The mayor noted that Durango is one “of the five safest cities in the country.”
The Mexican Bishops' Conference on May 22 expressed its “solidarity and repudiation of the attack against Archbishop Faustino Armendáriz Jiménez.”
“At times like these, it is crucial that we come together as a society and reaffirm our commitment to the fundamental values of peace, tolerance, and mutual respect,” the Mexican bishops said.
The bishops also thanked “our Mother, the Virgin Guadalupe, for the protection of our brother Archbishop Faustino Armendáriz Jiménez; we ask God to grant us the peace that we so long for and pray for the conversion of those who cause so much pain to society.”
In February 2022, Archbishop Amendáriz said that he had been stopped by organized crime when he was traveling through his archdiocese as part of his pastoral work.
“We have already been stopped during our work because we continue to carry out our task in the places to where we need and must go, and there we will be with the people who suffer,” he said on that occasion.

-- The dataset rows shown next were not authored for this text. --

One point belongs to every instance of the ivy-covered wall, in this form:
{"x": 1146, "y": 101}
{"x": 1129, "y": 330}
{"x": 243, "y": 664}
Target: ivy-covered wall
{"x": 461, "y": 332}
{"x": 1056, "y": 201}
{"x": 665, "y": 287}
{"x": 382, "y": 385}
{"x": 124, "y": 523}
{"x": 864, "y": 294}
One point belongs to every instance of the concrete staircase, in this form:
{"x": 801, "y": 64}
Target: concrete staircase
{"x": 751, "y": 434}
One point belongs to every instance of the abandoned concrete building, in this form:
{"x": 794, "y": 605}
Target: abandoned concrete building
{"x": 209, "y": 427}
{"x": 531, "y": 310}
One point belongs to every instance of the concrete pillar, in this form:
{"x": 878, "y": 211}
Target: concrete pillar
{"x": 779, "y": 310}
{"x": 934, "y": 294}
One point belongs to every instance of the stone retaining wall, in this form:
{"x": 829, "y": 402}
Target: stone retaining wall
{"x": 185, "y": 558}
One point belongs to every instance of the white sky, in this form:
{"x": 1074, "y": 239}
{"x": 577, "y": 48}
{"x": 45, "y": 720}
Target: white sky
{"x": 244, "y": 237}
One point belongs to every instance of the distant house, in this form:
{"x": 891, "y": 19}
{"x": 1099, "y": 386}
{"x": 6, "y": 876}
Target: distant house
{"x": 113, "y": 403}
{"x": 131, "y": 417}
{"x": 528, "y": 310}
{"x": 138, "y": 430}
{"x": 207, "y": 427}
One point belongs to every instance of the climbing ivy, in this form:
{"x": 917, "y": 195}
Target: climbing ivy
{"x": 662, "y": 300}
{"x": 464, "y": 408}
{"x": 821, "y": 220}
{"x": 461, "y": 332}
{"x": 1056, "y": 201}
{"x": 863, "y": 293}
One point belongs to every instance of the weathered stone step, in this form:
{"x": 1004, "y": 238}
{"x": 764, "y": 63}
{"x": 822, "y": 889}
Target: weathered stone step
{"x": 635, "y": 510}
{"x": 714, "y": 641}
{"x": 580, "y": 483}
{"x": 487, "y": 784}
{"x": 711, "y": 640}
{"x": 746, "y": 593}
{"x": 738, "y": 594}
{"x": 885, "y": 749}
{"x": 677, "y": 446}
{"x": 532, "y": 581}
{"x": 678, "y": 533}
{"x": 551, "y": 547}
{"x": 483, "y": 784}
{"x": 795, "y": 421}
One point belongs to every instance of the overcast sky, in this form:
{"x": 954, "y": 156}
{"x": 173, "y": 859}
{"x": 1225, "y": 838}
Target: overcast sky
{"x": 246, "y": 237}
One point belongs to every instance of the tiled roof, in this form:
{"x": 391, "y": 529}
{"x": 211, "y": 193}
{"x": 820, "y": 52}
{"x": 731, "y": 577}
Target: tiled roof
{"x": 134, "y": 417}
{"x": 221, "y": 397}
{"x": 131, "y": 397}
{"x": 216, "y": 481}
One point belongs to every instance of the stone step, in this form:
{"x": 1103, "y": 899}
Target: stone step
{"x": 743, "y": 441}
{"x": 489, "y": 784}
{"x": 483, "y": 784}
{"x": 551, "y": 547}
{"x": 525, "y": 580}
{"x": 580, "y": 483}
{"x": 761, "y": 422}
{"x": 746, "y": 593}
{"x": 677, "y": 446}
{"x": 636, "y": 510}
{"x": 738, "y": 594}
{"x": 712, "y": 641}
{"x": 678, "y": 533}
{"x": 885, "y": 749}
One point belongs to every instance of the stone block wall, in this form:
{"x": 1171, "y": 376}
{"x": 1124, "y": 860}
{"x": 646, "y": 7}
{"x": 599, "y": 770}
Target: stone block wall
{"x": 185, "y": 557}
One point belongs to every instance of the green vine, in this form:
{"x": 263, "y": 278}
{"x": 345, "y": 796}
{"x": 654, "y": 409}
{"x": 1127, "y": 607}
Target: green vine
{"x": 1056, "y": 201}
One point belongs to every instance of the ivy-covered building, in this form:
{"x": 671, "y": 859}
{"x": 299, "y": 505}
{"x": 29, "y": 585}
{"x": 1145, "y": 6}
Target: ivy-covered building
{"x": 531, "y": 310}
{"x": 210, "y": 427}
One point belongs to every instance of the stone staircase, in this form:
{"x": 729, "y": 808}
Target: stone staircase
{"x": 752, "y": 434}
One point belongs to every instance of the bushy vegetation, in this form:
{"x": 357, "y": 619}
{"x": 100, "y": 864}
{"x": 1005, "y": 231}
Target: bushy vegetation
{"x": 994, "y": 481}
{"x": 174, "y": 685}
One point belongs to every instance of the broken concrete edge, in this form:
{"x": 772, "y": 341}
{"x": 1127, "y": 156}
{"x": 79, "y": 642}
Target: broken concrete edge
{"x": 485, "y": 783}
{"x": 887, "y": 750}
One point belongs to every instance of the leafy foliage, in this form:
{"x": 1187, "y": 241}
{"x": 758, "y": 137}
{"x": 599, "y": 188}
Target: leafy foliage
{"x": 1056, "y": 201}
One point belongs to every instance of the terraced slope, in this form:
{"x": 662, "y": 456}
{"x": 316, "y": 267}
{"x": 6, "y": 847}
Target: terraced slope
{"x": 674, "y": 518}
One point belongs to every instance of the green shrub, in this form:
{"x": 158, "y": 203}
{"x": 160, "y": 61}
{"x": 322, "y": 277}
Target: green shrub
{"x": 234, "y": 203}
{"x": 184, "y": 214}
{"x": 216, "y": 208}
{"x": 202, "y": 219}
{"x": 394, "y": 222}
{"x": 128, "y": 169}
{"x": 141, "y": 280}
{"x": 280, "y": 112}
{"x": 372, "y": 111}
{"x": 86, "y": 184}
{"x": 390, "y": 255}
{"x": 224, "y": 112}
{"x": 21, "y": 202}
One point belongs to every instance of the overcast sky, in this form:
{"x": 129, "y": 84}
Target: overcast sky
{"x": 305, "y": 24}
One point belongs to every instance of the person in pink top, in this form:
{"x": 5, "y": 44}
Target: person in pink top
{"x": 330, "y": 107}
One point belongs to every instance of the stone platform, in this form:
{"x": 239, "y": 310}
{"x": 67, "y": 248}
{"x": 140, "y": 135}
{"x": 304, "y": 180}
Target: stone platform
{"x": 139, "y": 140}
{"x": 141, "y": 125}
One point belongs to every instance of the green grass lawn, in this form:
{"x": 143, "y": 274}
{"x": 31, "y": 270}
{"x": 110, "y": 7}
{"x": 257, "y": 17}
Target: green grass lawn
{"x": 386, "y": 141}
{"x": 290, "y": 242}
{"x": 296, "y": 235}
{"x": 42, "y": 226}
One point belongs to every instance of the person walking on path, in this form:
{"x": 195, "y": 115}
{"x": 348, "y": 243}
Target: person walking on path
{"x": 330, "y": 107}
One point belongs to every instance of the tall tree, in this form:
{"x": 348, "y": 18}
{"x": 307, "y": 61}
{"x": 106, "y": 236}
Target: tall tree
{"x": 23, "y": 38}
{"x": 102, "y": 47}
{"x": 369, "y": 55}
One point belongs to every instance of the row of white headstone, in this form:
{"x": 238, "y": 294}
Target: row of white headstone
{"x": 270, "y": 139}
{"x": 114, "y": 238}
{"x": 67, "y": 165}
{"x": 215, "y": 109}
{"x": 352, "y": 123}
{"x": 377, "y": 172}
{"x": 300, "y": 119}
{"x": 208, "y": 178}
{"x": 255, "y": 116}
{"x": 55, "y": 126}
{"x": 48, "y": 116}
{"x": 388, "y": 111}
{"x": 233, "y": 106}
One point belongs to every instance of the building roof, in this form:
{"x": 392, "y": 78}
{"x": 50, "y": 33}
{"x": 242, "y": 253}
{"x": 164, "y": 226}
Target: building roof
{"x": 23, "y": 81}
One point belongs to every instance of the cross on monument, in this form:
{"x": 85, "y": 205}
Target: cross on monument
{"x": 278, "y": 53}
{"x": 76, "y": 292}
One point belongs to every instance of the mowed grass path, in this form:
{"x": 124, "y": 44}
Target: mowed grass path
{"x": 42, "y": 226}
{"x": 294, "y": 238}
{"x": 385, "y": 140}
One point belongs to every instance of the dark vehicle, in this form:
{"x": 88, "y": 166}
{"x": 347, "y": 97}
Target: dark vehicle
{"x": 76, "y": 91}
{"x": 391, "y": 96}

In a separate incident a day later, Father Javier García Villafaña, an Augustinian priest, was shot to death in his car on the Cuitzeo-Huandacareo highway in the Mexican state of Michoacán on the afternoon of May 22.
Father García was the pastor of St. Mark’s parish in the town of Capacho.
The Archdiocese of Morelia, to which St. Mark’s parish belongs, confirmed the death of the priest, although it did not refer to the crime.
“The Lord has called into his presence Father Fray Javier García Villafana, OSA. The bishops of the archdiocese, the presbytery and the entire Archdiocese of Morelia unite in prayer and entrust this son of theirs to the hands of Mary Immaculate so that the Lord of Life may receive him in his dwelling places of glory. Give him, Lord, eternal rest,” the archdiocese said on Facebook.
According to the Multimedia Catholic Center, with the death of Father García, there have been nine Catholic priests murdered since the current president of Mexico, Andrés Manuel López Obrador, took office at the end of 2018.
The Michoacán State Attorney General’s Office said that the authorities were notified of the homicide at approximately 7pm.
At the scene, “a car with bullet holes was located.” Inside, the body of the priest was found with “gunshot wounds.”
According to local media, the identification of the body was made through documents that were found among his belongings.
The state prosecutor’s office said that an investigation will be conducted into the murder.